Liderados por Melara e Celestino Linn, que foram removidos da Penitenciária de Alta Segurança de Charqueadas (Pasc) e levados para o Central, dez detentos mantiveram 24 pessoas reféns no antigo hospital do Central. O motim só terminou mais de 30 horas depois em uma cena cinematográfica: um táxi com apenados e reféns invadiu o saguão do hotel Plaza São Rafael.

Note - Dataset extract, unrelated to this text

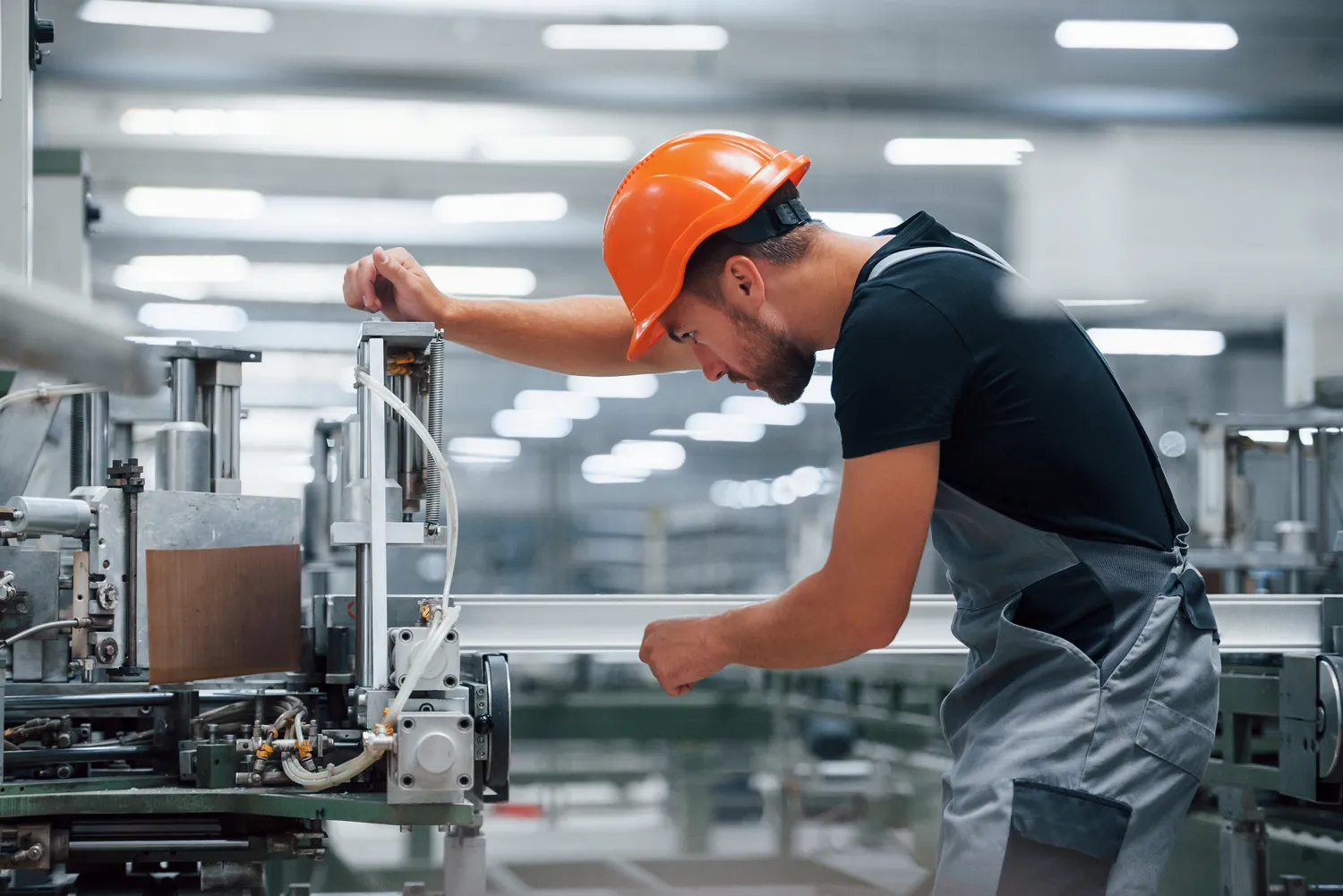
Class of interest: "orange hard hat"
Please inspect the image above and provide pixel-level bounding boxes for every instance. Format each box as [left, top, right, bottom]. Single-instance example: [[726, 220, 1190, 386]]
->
[[602, 131, 811, 359]]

O desembargador aposentado integrou uma comissão para gestão da crise, formada às pressas na ocasião por todos os poderes, e diz que hoje tomaria uma atitude diferente e não negociaria diretamente com os apenados. Ele ressalta, porém, que é totalmente favorável ao diálogo, desde que feito por profissionais treinados para essa finalidade. Leia, a seguir, trechos de uma entrevista concedida a Zero Hora:

Veja o documentário sobre os 20 anos do motim:

A decisão de liberar os presos para a fuga foi sua?
Claro que não. Mesmo sendo juiz, eu não tinha poder para isso. Foi uma decisão tomada pela comissão, formada por iniciativa do ex-governador Alceu Collares, e ninguém se opôs. (Estavam presentes representantes da Assembleia Legislativa, Polícia Civil, Brigada Militar, Justiça e Ministério Público). O delegado (Alexandre Vieira, designado para representar a Polícia Civil) não falou nada o tempo inteiro. Foi um consenso. Nós queríamos trazê-los da Pasc para deixá-los perto dos demais, era uma das exigências dos amotinados, que ameaçavam mater reféns.

Você temeu ser morto ou feito refém?
Foi uma situação muito difícil, como se pode imaginar. Os presos estavam com toda a vantagem, havia urgência, pois alguns detentos, que não eram amotinados, foram submetidos a cirurgia e precisavam de tratamento. Os rebelados tinham reféns, armas, comida, drogas e água, não adiantava esperar muito, só aumentaria o risco. Segundo avaliação da Brigada Militar na época, se houvesse uma invasão do hospital, provavelmente todos amotinados e reféns morreriam, não teria como distinguir quem era quem.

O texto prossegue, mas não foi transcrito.